I know a proof by vectors, by I am trying to prove this by induction or other high school method, but I couldn't prove this.
Does anyone know another manner to prove this without vectors?
Thanks for antetion.
You can do it with nothing more than induction and solving a system of two equations in two unknowns.

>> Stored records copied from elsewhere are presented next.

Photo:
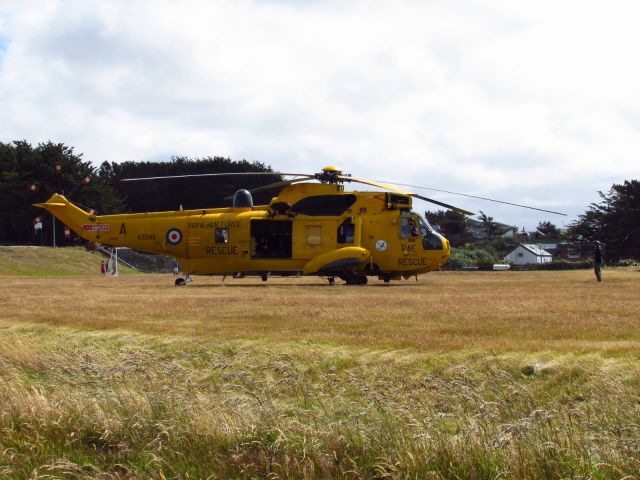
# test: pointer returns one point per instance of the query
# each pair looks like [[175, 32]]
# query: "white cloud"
[[535, 103]]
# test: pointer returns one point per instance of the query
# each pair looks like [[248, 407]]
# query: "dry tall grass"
[[460, 375]]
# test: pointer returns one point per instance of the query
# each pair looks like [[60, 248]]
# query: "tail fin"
[[72, 216]]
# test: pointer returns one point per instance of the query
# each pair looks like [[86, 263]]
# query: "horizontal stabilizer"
[[47, 204]]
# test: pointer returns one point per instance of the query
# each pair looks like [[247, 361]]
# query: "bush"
[[471, 257]]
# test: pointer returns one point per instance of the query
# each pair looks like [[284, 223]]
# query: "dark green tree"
[[547, 229], [452, 224], [30, 175], [490, 227], [615, 220]]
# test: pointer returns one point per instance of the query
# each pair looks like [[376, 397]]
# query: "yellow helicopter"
[[307, 229]]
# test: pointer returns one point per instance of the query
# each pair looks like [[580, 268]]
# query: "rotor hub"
[[331, 175]]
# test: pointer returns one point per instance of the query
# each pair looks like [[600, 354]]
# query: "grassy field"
[[459, 375]]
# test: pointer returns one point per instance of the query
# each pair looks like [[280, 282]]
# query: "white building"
[[527, 254]]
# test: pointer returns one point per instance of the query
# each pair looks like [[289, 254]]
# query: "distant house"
[[528, 254], [478, 230]]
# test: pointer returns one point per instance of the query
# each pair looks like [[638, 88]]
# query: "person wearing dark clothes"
[[597, 261]]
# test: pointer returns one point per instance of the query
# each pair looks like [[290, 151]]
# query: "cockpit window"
[[425, 228], [409, 227]]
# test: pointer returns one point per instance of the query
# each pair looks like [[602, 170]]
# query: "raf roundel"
[[174, 236]]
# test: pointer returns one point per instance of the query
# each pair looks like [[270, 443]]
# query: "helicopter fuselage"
[[308, 229]]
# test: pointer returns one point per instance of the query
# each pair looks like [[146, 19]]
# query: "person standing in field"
[[597, 260]]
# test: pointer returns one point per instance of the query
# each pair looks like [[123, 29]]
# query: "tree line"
[[614, 221], [31, 175]]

For the induction step suppose that $\frac{a}b<\frac{c}d$ are neighbors in $F_n$ and that $bc-ad=1$. If $\frac{a}b$ and $\frac{c}d$ are neighbors in $F_{n+1}$, there is nothing to prove. Otherwise there is some $\frac{k}\ell$ between $\frac{a}b$ and $\frac{c}d$ in $F_{n+1}$. Suppose that we can show that $\frac{k}\ell=\frac{a+c}{b+d}$; then
$$bk-a\ell=b(a+c)-a(b+d)=bc-ad=1$$
and
$$\ell c-kd=(b+d)c-(a+c)d=bc-ad=1\;,$$
as desired.
To show that $\frac{k}\ell=\frac{a+c}{b+d}$, note first that
$$\frac{a+c}{b+d}-\frac{a}b=\frac{bc-ad}{b(b+d)}>0$$
and
$$\frac{c}d-\frac{a+c}{b+d}=\frac{bc-ad}{d(b+d)}>0\;,$$
so $\frac{a}b<\frac{a+c}{b+d}<\frac{c}d$.
In any case we can solve the system
$$\begin{align*} &ax+cy=k\\ &bx+dy=\ell\;: \end{align*}$$
multiplying the first equation by $d$ and the second by $c$ and subtracting the first from the second yields the equation
$$x=(bc-ad)x=c\ell-dk>0\;,$$
and similarly we find that $y=bk-a\ell>0$. (The inequalities follow from $\frac{a}b<\frac{k}\ell<\frac{c}d$.)
Thus, there are positive integers $x$ and $y$ such that $\frac{k}\ell=\frac{ax+cy}{bx+dy}$, which implies that $\ell=bx+dy\ge b+d$. In particular, if there is any fraction between $\frac{a}b$ and $\frac{c}d$ with a denominator less than or equal to $n+1$, it is their mediant $\frac{a+c}{b+d}$.